It’s a common belief that if you run a marathon, you won’t need a knee replacement at age 75. However, scientific evidence does not support this claim. While it’s true that regular exercise can improve joint health and mobility, the need for knee replacement surgery is influenced by many factors, including genetics, lifestyle, and injury. Therefore, it is important to seek personalized advice from a medical professional to maintain joint health and reduce the chance of needing knee replacement surgery.
Understanding knee health and marathon training
Training for a marathon is an intense process that puts a lot of stress on your body, including your bones and joints. According to Dr. Sanesh Tuteja, Arthroscopy and Sports Medicine Consultant at Fortis Hospital, there are some common injuries that runners should be aware of. These include stress fractures, runner’s knee, shin splints, Achilles tendonitis, and more. He also provides advice on how to deal with these injuries, when to seek medical attention, and how to avoid these injuries through preventive measures.
Partial knee replacement: A viable alternative?
Interestingly, research suggests that many patients who are suitable for minimally invasive partial knee replacement surgery do not have the surgery because surgeons are reluctant to adopt new techniques. . The National Institute for Health and Care Excellence (NICE) says partial knee replacement surgery is less invasive, has a shorter recovery time and costs the NHS around 30% less to perform, so all eligible patients should be offered partial knee replacement surgery. We recommend offering joint replacement surgery.

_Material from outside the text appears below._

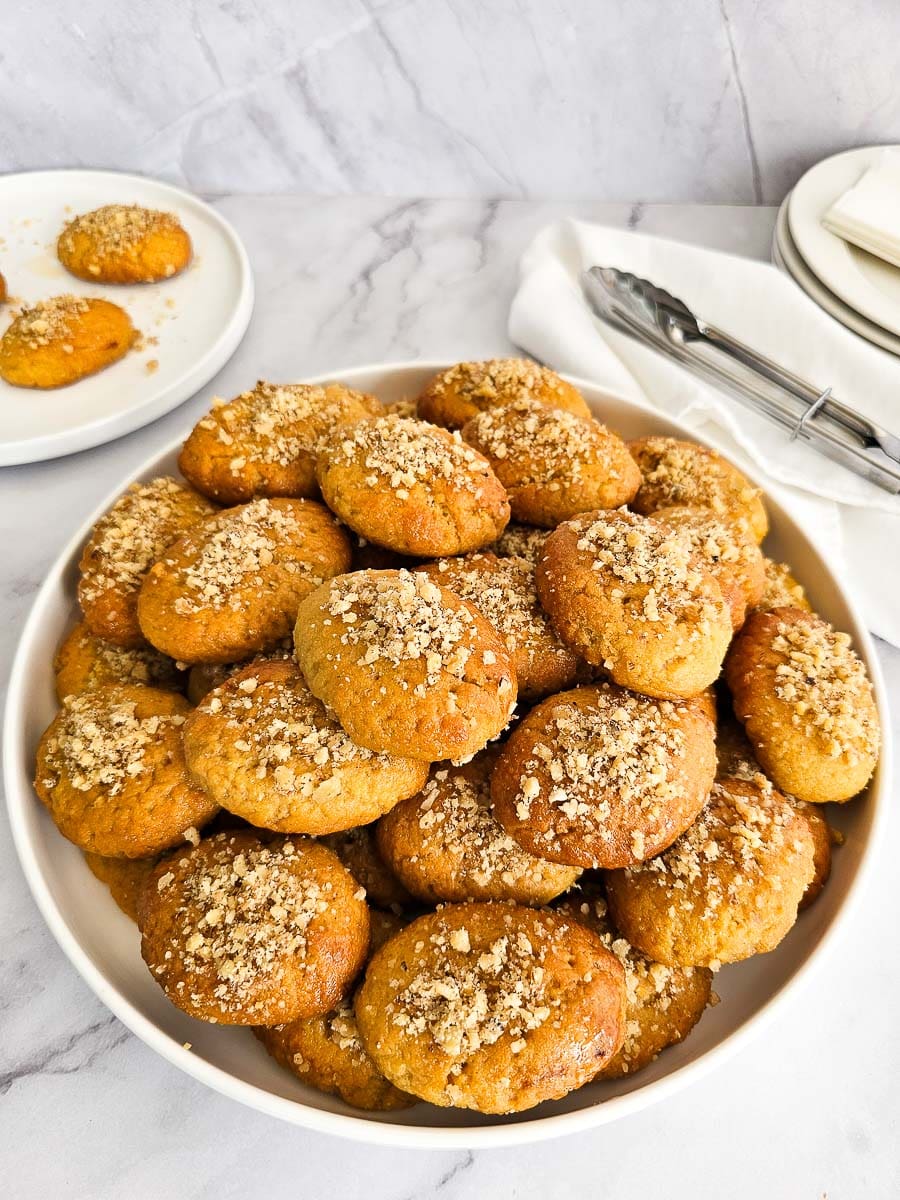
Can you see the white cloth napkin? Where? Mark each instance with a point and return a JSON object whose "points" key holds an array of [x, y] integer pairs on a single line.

Marathon running and cardiovascular health
Marathon running has a big impact on your joints, but it’s also important to consider its cardiovascular effects. Several studies have found an increased risk of atherosclerotic cardiovascular events among highly active middle-aged endurance athletes. However, there is conflicting evidence as to whether marathon running improves or worsens pre-existing atherosclerosis. A meta-analysis of 10 cohort studies found that all-cause mortality was 33% lower in athletes than in the general population, suggesting that this level of physical activity may have a protective effect. Ta.

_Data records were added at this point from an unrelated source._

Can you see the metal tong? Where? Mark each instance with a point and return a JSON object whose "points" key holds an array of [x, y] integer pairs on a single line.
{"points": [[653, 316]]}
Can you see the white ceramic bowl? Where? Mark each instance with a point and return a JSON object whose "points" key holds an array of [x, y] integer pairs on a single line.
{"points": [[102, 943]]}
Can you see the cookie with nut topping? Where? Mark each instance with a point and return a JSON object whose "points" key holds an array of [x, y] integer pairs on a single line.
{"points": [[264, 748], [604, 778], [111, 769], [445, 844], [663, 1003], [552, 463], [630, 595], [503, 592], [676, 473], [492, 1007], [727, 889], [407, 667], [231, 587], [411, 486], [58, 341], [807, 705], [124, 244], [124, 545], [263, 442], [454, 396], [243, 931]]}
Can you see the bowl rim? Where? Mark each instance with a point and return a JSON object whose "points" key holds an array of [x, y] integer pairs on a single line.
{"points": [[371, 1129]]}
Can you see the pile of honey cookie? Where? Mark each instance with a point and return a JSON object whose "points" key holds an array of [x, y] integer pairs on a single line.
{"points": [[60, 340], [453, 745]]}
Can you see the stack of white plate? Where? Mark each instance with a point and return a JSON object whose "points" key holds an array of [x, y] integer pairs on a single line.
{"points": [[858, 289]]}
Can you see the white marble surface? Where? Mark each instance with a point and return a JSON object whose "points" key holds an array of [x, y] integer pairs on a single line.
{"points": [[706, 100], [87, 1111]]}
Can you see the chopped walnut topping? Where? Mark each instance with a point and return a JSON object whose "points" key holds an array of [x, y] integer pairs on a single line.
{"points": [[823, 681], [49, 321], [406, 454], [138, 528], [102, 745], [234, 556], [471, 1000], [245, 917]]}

Preventing knee injuries for runners
Despite the potential risks, it’s possible to enjoy running while taking care of your knee health. Running Physio provides information about knee injuries, treatment, and prevention. It emphasizes the importance of a balanced training routine, proper footwear, and strength training to support joint health. Additionally, maintaining a healthy weight, staying hydrated, and warming up before a run can all help prevent knee injuries.
In conclusion, while marathon running can have both positive and negative effects on knee health, it’s important to remember that many factors contribute to the need for knee replacement surgery . Therefore, it’s a good idea to consult a medical professional to ensure that your running routine is promoting rather than harming your joint health.